What to learn: A function $$h:\mathcal{X}_1 \times \mathcal{X}_2 \times \cdots \times \mathcal{X}_p \rightarrow \mathcal{Y}$$, which maps the features into the output domain

• Goal: Make accurate future predictions (on unseen data)
• From Reintroduction to Statistics, we saw how this goal is formalized in terms of Generalization Error

## Types of Supervised Learning

• Problems are categorized by the type of output domain

• If $${{\cal Y}}=\mathbb{R}$$,
the problem is called regression

• If $${{\cal Y}}$$ is a finite discrete set,
the problem is called classification

• If $${{\cal Y}}$$ has 2 elements,
the problem is called binary classification

## Supervised learning problem

• Given a data set $$D \subset ({{\cal X}}\times {{\cal Y}})^n$$, find a function: $h : {{\cal X}}\rightarrow {{\cal Y}}$ such that $$h({\bf x})$$ is a “good predictor” for the value of $$y$$.
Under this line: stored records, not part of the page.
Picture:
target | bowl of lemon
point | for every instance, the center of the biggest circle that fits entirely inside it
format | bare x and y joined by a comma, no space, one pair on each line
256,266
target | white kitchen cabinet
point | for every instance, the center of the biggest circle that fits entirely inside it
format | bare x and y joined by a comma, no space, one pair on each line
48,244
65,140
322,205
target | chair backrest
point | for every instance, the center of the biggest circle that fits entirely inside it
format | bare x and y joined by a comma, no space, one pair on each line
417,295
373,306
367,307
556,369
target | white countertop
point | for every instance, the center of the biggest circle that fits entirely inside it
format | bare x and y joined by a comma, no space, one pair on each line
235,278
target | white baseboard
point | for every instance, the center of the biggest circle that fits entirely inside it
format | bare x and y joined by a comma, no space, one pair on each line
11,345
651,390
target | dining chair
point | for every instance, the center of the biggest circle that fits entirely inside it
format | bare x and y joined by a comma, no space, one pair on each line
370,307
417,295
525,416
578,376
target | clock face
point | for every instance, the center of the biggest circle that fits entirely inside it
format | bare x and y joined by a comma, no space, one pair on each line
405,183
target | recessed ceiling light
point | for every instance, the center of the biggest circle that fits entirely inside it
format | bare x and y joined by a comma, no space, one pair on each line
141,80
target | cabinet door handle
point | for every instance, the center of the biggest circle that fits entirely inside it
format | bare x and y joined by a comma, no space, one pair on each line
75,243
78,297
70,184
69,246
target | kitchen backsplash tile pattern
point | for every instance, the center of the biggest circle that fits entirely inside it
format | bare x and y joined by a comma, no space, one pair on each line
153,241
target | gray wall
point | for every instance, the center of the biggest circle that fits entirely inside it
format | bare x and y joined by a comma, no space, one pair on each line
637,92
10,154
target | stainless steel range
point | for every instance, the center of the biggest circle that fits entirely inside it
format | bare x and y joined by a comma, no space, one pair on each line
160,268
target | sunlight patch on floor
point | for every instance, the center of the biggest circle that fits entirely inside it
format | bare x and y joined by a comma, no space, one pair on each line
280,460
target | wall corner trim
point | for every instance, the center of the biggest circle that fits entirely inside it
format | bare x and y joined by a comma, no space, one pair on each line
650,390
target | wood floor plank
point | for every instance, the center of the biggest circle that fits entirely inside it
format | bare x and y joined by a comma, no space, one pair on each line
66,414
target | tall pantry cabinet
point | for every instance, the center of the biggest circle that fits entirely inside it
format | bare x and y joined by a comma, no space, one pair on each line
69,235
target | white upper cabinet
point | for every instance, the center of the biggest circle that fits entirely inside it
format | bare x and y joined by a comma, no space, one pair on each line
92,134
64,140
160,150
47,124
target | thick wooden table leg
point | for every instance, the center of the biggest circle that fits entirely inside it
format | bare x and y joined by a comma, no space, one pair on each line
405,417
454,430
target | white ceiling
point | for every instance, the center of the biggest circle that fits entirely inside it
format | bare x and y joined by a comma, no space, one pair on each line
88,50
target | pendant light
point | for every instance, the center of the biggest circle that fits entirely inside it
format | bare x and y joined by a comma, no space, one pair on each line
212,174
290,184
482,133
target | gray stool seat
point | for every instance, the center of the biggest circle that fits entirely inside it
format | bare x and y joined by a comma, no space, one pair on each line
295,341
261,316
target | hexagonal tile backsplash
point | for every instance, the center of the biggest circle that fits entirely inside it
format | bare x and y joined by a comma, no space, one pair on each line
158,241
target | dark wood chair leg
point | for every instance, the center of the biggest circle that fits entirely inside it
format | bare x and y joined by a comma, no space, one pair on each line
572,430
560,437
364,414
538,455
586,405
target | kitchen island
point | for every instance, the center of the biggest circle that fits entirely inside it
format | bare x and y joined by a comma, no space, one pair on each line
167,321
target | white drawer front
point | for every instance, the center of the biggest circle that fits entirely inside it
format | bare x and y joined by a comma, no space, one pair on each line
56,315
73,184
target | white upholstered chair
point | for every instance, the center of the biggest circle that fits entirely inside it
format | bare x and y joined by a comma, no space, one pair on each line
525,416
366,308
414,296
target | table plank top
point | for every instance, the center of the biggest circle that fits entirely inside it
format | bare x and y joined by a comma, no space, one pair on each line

• $$h$$ is called a predictive model or hypothesis

• Assumption: Dataset $$D$$ is drawn from the same distribution that we will use to evaluate generalization error

## Solving a supervised learning problem: optimisation-based approach

1. Decide what the input-output pairs are.

2. Decide how to encode inputs and outputs.

This defines the input space $${{\cal X}}$$, and the output space $${{\cal Y}}$$.

3. Choose a class of models/hypotheses $${{\cal H}}$$.

4. Choose an error function (cost function) to define the best model in the class according to the training data

5. Choose an algorithm for searching through the space of models to find the best one.

This approach is taken by many techniques, from Ordinary Least Squares (OLS) regression to Deep Learning.